De Ste. Croix famously argued that Aristophanes had a conservative political outlook and attempted to use his comedies to win over lower-class audiences to this minority point of view. The ongoing influence of his interpretation has meant that Old Comedy has been largely ignored in the historiography of Athenian popular culture. This article extends earlier critiques of de Ste. Croix by systematically comparing how Aristophanes and the indisputably popular genre of fourth-century oratory represented the social classes of the Athenians and political leaders. The striking parallels between the two suggest that Aristophanes, far from advocating a minority position, exploited the rich and, at times, contradictory views of lower-class citizens for comic and ultimately competitive ends. As a consequence his plays are valuable evidence for Athenian popular culture and help to correct the markedly fourth-century bias in the writing of Athenian cultural history.
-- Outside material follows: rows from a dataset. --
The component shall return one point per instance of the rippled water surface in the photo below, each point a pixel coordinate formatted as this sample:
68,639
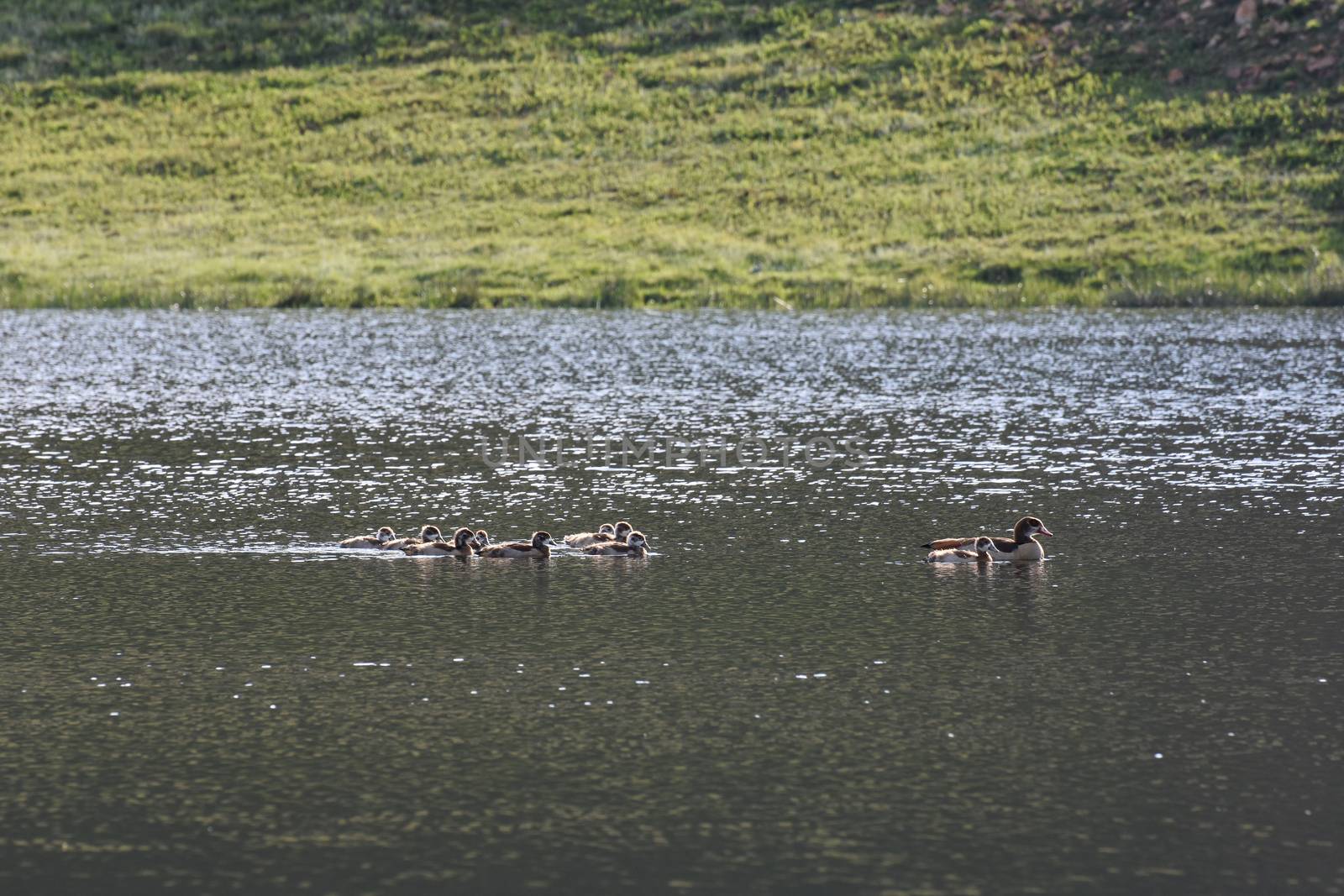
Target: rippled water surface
199,691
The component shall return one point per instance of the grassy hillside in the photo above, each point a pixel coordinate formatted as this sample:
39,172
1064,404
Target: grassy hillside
680,152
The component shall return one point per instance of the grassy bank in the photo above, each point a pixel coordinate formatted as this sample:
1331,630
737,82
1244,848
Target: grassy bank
658,154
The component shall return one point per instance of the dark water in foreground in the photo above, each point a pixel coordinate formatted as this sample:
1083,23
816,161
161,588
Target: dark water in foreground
197,692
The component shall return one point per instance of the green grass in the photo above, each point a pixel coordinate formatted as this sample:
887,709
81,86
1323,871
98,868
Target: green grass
658,154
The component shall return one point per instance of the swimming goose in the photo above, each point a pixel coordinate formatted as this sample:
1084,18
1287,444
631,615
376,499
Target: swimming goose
428,533
376,542
979,553
605,532
459,547
633,547
1021,546
538,547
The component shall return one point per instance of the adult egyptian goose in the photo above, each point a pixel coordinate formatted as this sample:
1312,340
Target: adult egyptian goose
376,542
1023,544
538,548
979,553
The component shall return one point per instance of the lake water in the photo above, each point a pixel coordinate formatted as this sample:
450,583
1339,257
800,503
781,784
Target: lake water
199,692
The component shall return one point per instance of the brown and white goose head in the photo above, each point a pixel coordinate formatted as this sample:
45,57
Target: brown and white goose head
1027,528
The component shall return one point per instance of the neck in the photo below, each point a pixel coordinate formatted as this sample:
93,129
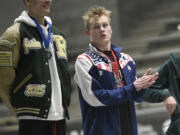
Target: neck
103,47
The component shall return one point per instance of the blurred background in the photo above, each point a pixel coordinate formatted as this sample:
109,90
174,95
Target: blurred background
147,30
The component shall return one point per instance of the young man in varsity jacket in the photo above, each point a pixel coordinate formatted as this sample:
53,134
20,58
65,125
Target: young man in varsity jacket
34,76
106,79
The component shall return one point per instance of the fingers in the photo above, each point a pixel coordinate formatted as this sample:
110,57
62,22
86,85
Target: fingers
170,104
148,72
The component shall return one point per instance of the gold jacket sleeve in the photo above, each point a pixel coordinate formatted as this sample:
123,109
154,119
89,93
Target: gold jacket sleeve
9,57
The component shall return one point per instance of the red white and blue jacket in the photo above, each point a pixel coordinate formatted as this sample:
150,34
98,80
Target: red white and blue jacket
98,94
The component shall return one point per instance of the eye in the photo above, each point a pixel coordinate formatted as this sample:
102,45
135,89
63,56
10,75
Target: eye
105,25
96,27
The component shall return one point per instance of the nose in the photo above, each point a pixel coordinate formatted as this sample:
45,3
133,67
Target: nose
101,28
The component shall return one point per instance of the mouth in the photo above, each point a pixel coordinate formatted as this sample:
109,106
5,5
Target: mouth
47,6
103,35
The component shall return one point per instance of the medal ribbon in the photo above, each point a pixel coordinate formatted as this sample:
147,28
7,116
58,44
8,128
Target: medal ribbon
46,41
114,64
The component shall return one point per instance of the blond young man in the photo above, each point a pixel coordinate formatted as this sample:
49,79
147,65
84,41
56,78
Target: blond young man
106,79
34,74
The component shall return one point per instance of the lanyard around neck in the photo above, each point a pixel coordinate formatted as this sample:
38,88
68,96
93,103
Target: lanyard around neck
114,64
46,41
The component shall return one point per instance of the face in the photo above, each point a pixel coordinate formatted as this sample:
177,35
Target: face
100,31
38,7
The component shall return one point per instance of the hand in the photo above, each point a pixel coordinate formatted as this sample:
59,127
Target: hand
146,80
170,104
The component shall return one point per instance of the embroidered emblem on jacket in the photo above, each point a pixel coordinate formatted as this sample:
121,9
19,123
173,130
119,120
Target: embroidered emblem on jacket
31,44
129,68
61,46
6,58
35,90
124,60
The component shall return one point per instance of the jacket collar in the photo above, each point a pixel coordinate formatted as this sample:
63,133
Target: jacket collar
117,50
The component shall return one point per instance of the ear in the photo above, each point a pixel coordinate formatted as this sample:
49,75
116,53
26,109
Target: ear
111,29
87,32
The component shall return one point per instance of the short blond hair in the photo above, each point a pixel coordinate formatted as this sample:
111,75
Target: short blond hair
95,12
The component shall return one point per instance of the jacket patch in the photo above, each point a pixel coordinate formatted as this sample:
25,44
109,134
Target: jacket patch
31,44
124,60
35,90
61,46
99,61
6,58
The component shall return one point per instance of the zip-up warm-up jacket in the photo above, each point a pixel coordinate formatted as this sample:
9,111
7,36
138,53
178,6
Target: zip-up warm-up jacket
168,84
25,79
98,94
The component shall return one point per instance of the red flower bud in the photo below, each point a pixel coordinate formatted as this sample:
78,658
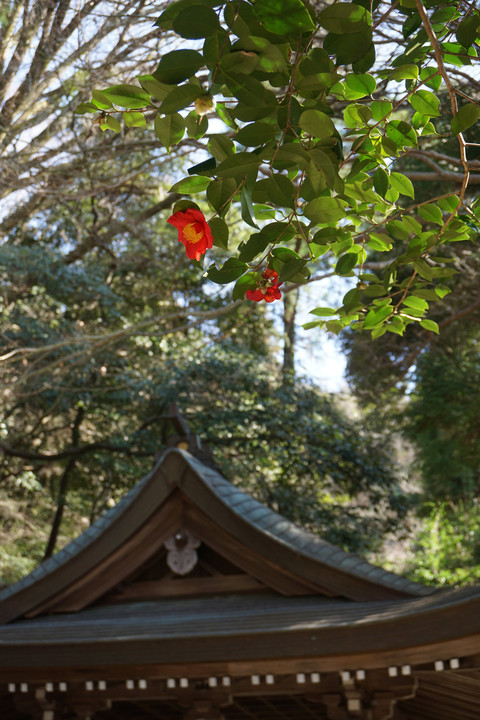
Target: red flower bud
193,231
267,288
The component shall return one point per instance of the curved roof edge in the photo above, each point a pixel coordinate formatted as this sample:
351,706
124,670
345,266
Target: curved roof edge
220,501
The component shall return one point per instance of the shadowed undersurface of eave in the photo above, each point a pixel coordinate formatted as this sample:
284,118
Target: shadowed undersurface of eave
229,616
303,553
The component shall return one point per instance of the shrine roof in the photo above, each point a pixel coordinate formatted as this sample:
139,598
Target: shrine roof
221,506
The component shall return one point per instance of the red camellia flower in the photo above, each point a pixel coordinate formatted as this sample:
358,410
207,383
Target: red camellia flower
267,288
193,231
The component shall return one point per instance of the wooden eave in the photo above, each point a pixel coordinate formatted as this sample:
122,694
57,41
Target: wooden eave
183,492
190,637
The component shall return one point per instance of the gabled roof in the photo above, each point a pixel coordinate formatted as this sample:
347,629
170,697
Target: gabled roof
182,492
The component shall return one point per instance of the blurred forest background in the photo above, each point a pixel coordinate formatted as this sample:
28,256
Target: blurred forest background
105,322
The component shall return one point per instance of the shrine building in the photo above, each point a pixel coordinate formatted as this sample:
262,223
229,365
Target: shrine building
190,600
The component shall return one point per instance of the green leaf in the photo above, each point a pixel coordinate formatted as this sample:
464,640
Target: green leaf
85,108
277,189
430,325
431,213
466,116
426,103
317,124
344,18
230,271
128,96
196,21
323,312
285,17
358,86
291,269
180,97
404,72
239,165
380,181
415,302
377,316
221,147
154,87
349,48
101,100
467,30
178,65
191,185
220,232
256,244
402,184
381,109
169,129
196,125
220,193
206,167
239,61
255,134
134,119
325,210
244,283
110,123
346,263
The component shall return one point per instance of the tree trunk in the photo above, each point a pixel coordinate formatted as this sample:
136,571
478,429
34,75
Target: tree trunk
63,487
290,301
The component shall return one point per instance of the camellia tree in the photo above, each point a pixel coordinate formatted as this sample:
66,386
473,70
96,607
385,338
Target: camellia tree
304,110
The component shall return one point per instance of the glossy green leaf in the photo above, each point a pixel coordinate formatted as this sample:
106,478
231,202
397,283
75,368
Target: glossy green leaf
376,316
466,116
128,96
408,71
178,65
181,97
196,125
380,181
255,245
402,184
191,185
134,119
431,213
346,263
317,124
344,18
430,325
101,100
467,30
110,123
154,87
230,271
169,129
289,16
358,86
244,283
239,165
241,61
196,21
83,108
426,103
256,134
325,210
220,193
349,48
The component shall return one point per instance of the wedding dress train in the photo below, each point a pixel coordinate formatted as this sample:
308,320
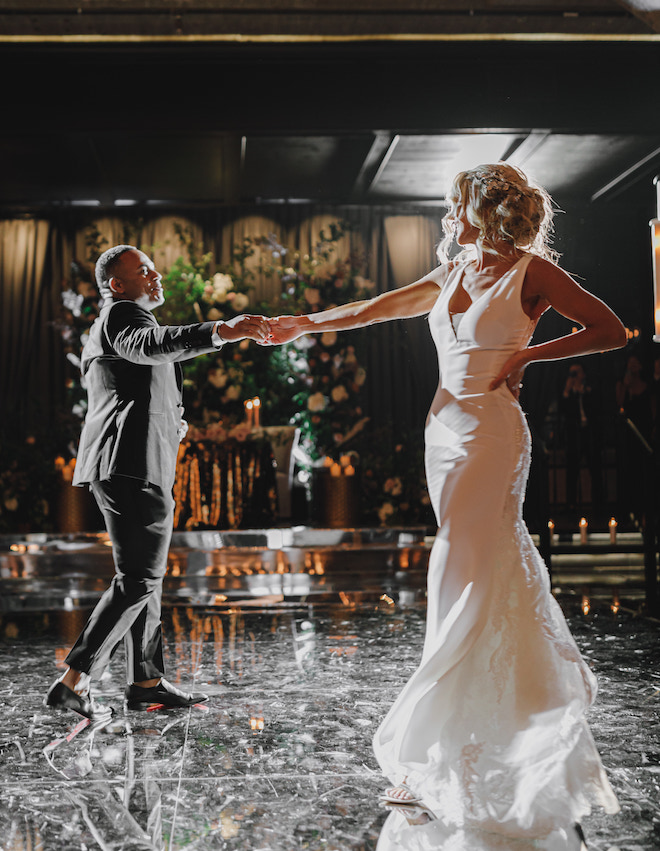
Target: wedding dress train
490,730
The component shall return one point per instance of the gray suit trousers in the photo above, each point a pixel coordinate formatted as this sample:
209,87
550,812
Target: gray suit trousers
138,517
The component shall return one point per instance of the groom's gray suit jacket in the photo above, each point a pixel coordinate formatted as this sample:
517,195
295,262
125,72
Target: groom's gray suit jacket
134,382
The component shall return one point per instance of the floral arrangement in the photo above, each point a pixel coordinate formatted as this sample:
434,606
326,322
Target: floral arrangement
29,481
314,382
393,482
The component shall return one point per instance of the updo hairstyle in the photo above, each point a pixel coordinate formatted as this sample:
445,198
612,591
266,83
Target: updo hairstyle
509,210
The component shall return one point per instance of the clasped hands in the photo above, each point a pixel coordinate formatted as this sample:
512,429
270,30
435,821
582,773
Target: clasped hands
282,329
263,330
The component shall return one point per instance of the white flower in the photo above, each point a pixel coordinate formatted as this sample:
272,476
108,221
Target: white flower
233,392
386,510
339,393
240,302
222,283
393,486
312,295
316,402
217,377
329,338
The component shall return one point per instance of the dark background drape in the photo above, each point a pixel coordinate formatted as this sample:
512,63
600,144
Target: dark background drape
605,247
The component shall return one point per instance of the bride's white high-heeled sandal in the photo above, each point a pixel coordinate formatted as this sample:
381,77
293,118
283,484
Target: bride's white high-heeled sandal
400,794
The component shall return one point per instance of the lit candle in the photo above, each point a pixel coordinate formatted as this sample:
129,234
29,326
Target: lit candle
612,524
655,256
583,530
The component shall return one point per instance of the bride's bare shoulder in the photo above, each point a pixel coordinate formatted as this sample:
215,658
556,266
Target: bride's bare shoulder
440,274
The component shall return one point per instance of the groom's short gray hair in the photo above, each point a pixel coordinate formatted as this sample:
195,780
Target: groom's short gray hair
106,265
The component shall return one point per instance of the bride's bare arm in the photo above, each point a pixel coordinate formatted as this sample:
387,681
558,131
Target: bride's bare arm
413,300
547,285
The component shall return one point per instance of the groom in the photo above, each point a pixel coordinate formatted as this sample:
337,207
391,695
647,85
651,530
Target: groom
127,456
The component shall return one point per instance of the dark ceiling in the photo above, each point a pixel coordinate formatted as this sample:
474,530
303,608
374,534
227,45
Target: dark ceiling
106,105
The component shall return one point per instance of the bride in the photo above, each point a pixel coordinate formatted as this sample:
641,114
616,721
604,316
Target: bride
490,731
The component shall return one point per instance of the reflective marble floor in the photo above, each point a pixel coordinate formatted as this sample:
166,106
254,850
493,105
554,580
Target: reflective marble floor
280,757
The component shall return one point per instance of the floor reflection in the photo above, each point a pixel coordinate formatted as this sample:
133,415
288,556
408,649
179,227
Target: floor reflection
417,829
280,757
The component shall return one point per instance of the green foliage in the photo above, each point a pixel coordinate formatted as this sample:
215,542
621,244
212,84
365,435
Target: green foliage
29,482
393,481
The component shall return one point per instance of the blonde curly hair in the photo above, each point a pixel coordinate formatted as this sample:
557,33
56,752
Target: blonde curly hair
509,211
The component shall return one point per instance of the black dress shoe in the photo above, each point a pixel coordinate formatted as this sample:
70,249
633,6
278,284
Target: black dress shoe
62,697
164,693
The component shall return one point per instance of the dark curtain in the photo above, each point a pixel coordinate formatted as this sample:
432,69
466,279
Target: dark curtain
31,378
395,248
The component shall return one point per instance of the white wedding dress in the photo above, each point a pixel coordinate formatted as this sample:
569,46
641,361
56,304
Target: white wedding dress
490,729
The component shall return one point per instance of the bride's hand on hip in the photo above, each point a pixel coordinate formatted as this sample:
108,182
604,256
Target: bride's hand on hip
511,374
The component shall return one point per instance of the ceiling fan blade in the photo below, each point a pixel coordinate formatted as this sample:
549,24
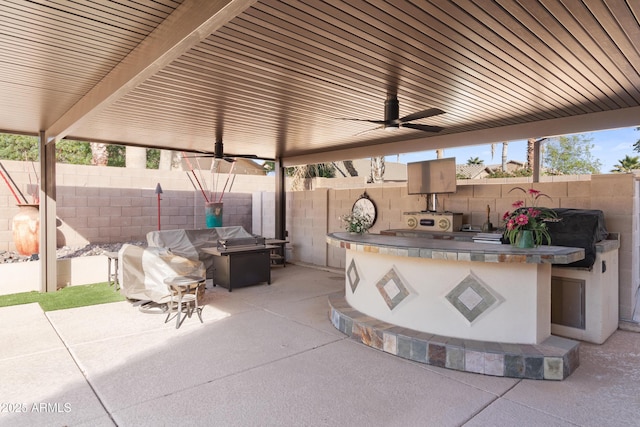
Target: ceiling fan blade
377,122
425,128
421,115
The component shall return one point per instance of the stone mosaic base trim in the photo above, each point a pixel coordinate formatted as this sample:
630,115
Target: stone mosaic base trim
554,359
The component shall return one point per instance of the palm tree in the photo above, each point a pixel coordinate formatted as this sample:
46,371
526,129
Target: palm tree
474,161
627,164
504,154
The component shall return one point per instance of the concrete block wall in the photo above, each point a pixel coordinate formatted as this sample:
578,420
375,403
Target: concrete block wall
617,195
110,205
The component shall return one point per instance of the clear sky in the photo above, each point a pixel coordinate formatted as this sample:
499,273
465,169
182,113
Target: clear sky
609,147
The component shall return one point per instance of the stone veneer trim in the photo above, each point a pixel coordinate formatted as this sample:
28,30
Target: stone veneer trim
553,359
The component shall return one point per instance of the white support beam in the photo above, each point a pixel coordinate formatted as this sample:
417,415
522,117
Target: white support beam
192,22
47,252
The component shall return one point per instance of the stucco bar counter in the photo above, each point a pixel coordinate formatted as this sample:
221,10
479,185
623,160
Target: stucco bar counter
476,307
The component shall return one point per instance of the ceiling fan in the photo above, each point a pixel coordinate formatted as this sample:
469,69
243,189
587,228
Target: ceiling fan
392,121
218,153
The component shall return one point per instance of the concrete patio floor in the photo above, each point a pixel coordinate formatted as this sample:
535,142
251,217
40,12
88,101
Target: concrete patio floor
268,356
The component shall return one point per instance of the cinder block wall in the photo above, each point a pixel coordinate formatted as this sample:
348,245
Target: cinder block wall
617,195
110,205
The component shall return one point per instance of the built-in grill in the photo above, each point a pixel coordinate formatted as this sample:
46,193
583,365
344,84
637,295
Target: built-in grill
578,228
584,294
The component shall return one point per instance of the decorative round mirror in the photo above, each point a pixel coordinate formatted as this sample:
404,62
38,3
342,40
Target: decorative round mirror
364,206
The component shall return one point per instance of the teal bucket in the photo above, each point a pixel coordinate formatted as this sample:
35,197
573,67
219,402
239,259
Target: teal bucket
213,214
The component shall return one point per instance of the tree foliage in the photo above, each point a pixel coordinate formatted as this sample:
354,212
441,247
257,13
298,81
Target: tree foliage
474,161
627,164
570,155
25,148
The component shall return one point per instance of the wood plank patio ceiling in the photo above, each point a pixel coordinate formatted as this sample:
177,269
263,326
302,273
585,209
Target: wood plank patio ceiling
274,77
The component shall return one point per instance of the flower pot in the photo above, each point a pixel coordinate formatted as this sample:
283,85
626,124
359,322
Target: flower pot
213,214
26,230
525,239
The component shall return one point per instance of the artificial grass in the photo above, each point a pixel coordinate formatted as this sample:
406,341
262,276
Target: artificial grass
69,297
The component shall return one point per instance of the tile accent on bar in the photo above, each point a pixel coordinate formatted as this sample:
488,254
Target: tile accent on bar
471,297
353,276
553,359
453,250
392,289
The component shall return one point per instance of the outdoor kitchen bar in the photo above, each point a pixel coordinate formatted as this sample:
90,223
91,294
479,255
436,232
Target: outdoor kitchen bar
463,305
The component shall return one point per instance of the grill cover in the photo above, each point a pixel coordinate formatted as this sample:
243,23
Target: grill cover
578,228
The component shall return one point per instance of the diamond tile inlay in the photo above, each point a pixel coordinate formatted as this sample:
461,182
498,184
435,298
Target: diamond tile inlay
392,289
471,298
353,276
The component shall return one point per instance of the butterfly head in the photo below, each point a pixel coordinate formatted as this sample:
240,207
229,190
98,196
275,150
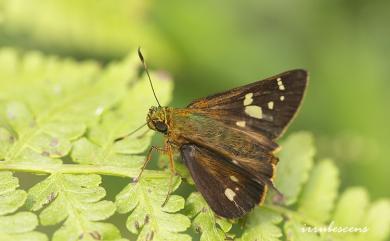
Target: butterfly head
157,119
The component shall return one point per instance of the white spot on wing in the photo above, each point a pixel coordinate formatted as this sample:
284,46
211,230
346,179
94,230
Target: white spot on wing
271,105
241,123
230,194
233,178
254,111
248,99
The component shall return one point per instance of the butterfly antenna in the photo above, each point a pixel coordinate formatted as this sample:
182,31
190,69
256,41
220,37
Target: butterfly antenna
129,134
141,57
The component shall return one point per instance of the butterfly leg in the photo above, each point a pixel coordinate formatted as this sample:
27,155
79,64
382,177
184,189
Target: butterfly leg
168,148
148,158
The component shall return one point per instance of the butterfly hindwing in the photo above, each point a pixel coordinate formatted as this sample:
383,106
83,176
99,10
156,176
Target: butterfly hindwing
265,106
229,190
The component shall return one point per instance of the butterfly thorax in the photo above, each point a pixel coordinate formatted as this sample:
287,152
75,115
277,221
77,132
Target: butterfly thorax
158,119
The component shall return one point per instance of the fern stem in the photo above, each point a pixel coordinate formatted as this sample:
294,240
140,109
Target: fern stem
78,169
292,215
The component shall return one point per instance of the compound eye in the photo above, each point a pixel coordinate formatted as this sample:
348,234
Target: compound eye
161,126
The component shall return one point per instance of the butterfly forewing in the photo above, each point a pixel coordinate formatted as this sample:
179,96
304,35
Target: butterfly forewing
265,106
229,190
227,140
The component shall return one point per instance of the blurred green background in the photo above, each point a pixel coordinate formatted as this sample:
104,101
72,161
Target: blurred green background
210,46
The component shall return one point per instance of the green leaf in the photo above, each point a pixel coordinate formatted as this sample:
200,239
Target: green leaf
21,225
377,220
319,193
262,224
147,218
76,199
351,207
296,160
101,147
204,220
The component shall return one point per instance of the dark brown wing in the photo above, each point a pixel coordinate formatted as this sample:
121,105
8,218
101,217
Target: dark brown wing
265,106
251,151
229,190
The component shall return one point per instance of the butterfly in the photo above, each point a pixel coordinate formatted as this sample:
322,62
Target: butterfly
227,140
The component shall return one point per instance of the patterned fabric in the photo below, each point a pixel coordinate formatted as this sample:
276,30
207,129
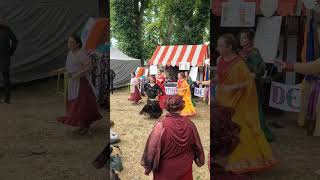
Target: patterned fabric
100,76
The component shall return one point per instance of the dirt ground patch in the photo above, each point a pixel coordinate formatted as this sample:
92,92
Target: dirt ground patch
135,129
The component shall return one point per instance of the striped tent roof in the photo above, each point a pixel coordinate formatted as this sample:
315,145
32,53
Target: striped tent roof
173,55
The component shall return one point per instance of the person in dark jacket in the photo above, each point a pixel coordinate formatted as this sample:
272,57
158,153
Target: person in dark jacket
8,45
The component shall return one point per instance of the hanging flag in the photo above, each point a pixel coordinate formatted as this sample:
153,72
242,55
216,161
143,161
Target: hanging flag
207,74
304,47
310,42
310,55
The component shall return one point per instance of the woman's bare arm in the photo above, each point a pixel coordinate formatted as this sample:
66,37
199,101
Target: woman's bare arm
307,68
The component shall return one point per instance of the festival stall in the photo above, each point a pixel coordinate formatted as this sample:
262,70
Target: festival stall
285,29
177,58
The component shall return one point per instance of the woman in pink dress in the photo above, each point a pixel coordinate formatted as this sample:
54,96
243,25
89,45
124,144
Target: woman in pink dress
134,89
161,81
173,145
82,108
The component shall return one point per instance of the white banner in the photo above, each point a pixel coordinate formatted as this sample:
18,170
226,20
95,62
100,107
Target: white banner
171,90
285,97
267,37
199,92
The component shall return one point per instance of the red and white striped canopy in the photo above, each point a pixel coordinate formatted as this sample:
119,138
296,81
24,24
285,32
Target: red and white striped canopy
173,55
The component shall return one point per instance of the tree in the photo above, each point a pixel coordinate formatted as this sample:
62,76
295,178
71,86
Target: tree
158,22
126,25
171,22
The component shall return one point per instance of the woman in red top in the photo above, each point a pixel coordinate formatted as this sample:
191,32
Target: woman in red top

Polis: The Journal for Ancient Greek and Roman Political Thought, 2024
This is an open access article distributed under the terms of the CC BY 4.0 license. In this article, jumping off from Geoffrey de Ste. Croix’s treatment of Aristophanes and the Megarian Decree, I argue that Old Comedy is an underutilised category of evidence for the study of the popular intellectual history of Athens. My particular focus here is the Athenian empire: how does Old Comedy present Athenian power and what does this comic presentation tell us about how at least some ordinary Athenians understood it? Can one popular Athenian imaginary of the empire be constructed through analysis of Aristophanes and his contemporaries? I will argue that Old Comedy, taken as a corpus, presents a very Athenian empire, that is to say one focused on Athens and its exploitation of others. The comic poets, therefore, likely assumed parochialism and myopia on the part of their audience, but also significant topical interest in the mechanisms of Athenian power, particularly those which brought revenue to Athens. This impression of highly topical engagement with the empire is corroborated by bringing Comedy into dialogue with other sources, in particular the epigraphic record.